Lecture Abstract: For the past twelve years there has been rapid growth in the teaching of computer science in K-12 with a particular focus on broadening the participation of students from underrepresented groups in computing including students with disabilities. Popular tools such as Scratch, ScratchJr, and many other block-based programming environments have brought programming concepts to millions of children around the world. Code.org’s Hour of Code has hundreds of activities with almost half using block-based environments. New computer science curricula such as Exploring Computer Science and Computer Science Principles have been implemented using inaccessible tools. In the meantime the United States has about 8 million school children with recognized disabilities which is about 16% of the K-12 student population. It is generally not the case that these students are adequately served by the current K-12 computer science education or any of the block-based programming environments.

In particular, the approximately 30,000 blind and visually impaired children are left out because only a few educational tools are screen reader accessible. In this talk we address this problem by describing two programming environments that are accessible: the Quorum Language and Blocks4All. The Quorum Language, created by Andreas Stefik, is a text-based programming language whose syntax and semantics have been created to be as usable as possible using randomized controlled trials. The language is not at all intimidating to children. For younger children, Lauren Milne created Blocks4All a block-based programming environment that can be used by anyone including children who are blind or visually impaired. Blocks4All uses a touchscreen platform similar to ScratchJr and takes advantage of the fact the blind children already know how to use touchscreen devices using their built-in screen readers. The challenge for the future of K-12 computer science is to be more inclusive to all students regardless of race, ethnicity, gender, socioeconomic status, and disability status.

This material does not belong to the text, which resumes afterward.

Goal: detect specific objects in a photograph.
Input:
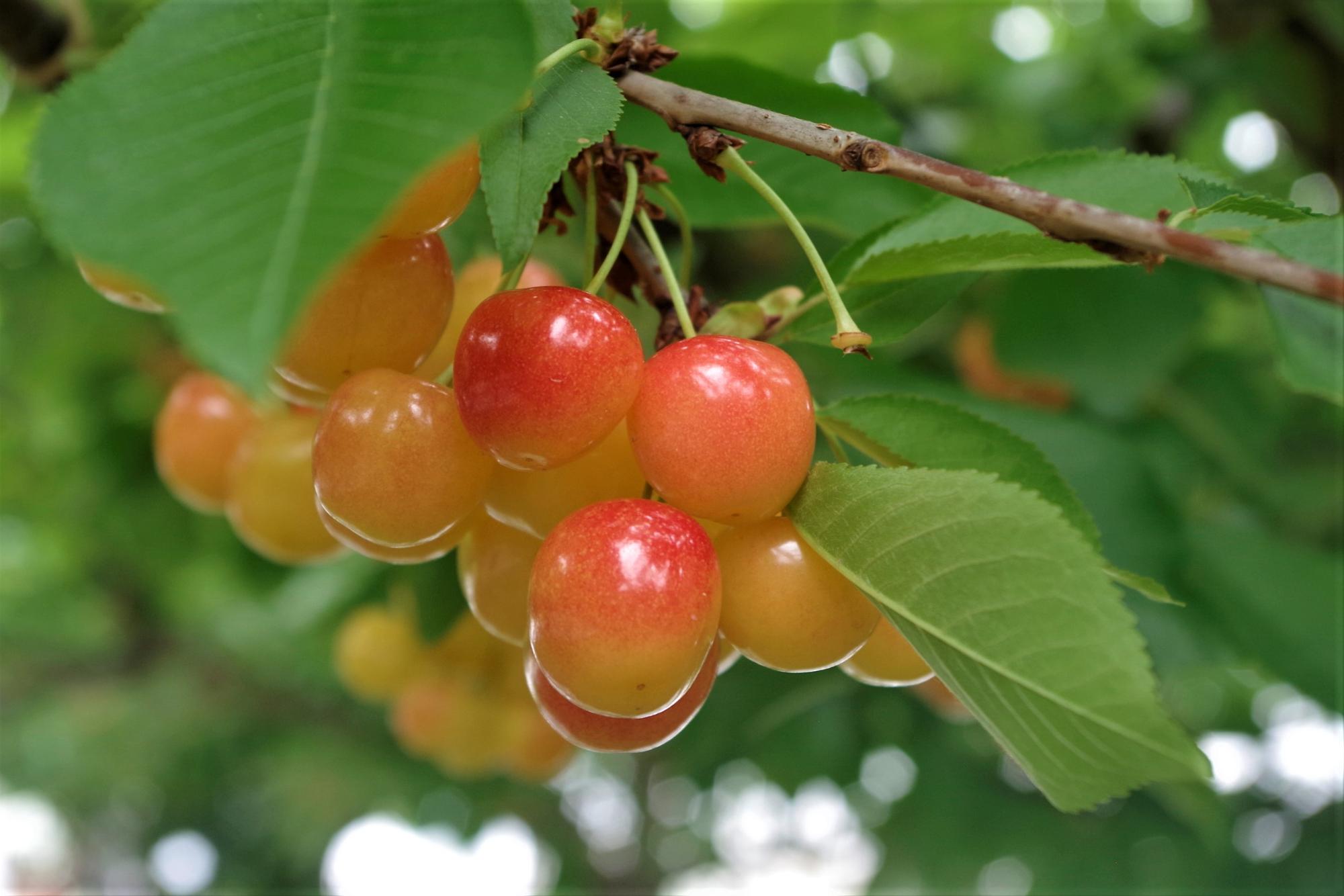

Founded in 2015, the Institute of Computing and Cybersystems (ICC) promotes collaborative, cross-disciplinary research and learning experiences in the areas of computing education, cyber-physical systems, cybersecurity, data sciences, human-centered computing, and scalable architectures and systems, for the benefit of Michigan Technological University and society at large.

The ICC creates and supports an arena in which faculty and students work collaboratively across organizational boundaries in an environment that mirrors contemporary technological innovation. The ICC’s 55 members represent more than 20 academic disciplines at Michigan Tech.

The Center for Human-Centered Computing (HCC) focuses on the research and development of novel interfaces for human-agent interaction, assistive technologies, intelligent health, computational modeling, and examining trust and decision making in distributed systems.

The Center is directed by Associate Professor Elizabeth Veinott, Cognitive and Learning Sciences, a cognitive psychologist who focuses on two main areas of research: decision making and learning using serious video games.